Du sitzt hier draußen unter einem angenehmen Dach aus Blättern und hast einen Blick Richtung Süden. Natürlich ist die Kulinarik in diesen Ort schon etwas touristisch, es hat im Übrigen in der Region auch auffallend viele Engländer – das hat wahrscheinlich neben der Landschaft auch mit den historischen Weinlieferungen ins englische Königshaus zu tun. Aber wir hatten mit der charmanten Servicekraft (im Hintergrund) viel Spaß – sie hat uns ja auch gut beraten und versorgt…..
Als Auftakt haben wir eine typische Terrine de Campagne sowie eine richtig gut gemachte Foie gras gewählt.
Burkhard hat sich in Erinnerung an eine Visite in Carcassonne für ein klassisches „Cassoulet“ entschieden, Betina hat eine Variation von gebratener Entenbrust gewählt.
Nach einem soliden Abendessen mit sympathisch ungeschminkten Weinen der Region haben wir noch einen fantastischen Sonnenuntergang genießen dürfen. Eigentlich lohnt es sich schon allein dafür, hier hochzufahren!
Ach herrje, eigentlich wollten wir dir ja von den Weinen der Domaine Vayssette erzählen – wir hoffen, du kannst uns verzeihen, wenn wir gerade etwas ins Schwärmen geraten sind und dir ein paar andere Tour- und Genusstipps verraten haben ?
Die Domaine Vayssette liegt etwas nördlich wunderschön in den ansteigenden Hügeln hinter Gaillac, und allein schon die Ausblicke sind ein Genuss. In unserer Podcastfolge 068 kannst du unsere Verkostung der Weine mit der Inhaberin vor Ort im O Ton hören!
Der Rosé des Hauses war exakt der Wein, der unsere Verbindung zur Domaine entstehen ließ. Die Cuvée aus Braucol und Syrah zeigt ein wunderschönes, eher etwas dunkleres lachsfarbene Rosé, und die Kondenswasserperlen auch am Glas kündigten eine genussvolle Erfrischung an ?
In der Nase mit frischen, kräftigen Fruchtnoten überzeugend, ist dieser Super-Sommerwein perfekt zu gegrilltem Fisch und leichtem Fleisch. Schön leicht pelzig am Gaumen, sind die dezenten Tannine trotzdem präsent – das ist alles andere als ein süßer, rosa „Kopfschuss“!
Die Weissswein-Cuvée Galliac blanc sec perle besteht aus vier Rebsorten. Ein helles Grün erkennst du mit dem Auge, bevor du einen Obstsalat aus Birne und Apfel in der Nase hast.

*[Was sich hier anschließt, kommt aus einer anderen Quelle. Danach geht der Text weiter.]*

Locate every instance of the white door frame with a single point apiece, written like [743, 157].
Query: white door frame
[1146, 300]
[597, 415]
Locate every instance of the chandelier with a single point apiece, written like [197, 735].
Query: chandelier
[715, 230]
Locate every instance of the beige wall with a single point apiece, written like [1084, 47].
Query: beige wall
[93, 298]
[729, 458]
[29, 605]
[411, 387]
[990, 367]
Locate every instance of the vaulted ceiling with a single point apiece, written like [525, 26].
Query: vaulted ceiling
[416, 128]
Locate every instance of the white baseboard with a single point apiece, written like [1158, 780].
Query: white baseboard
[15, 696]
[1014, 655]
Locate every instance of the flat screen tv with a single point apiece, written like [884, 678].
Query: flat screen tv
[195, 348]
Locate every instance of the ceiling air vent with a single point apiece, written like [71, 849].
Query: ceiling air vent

Am Gaumen weich und mineralisch, wiederholen sich die Fruchtaromen am Gaumen mit einer minimalen Perlage, die sehr erfrischend ist. Die Domaine füllt den Wein in die spezielle bauchige Flaschenform, die es so ausschließlich in dieser Appellation, die 1969 geschaffene „Gaillacoise“ (Bild oben 3. von rechts und das Einzelbild) gibt.
Die „Cuvée Clemence“ aus 100% Mausac ist vanillig, cremig, caramellig und hat Noten von Erdnussbutter. Trotz des erforderlichen Fasseinsatzes nicht overoaked!
Der „Prunelard“ eröffnet in der ersten Wahrnehmung neben einem Brombeerrot Noten eines Pflaumenkompott, er mutet eher würzig an. Allerdings waren wir uns hier in der Wahrnehmung nicht ganz einig – höre unsere unterschiedlichen Gefühlseindrücke in unserer Podcastfolge 068.
Der Braucol – DIE rote Parade Rebsorte aus Gaillac – ist sehr würzig, von einer dichten Farbe bestimmt und überzeugt mit einer kräftigen Nase nach Leder sowie seinen würzigen und animalischen Anmutungen. Mit seiner kräftigen Präsenz ist das ein ehrlicher Wein, nicht aufgehübscht, sondern geradeaus eckig und kantig, auch etwas raubeinig.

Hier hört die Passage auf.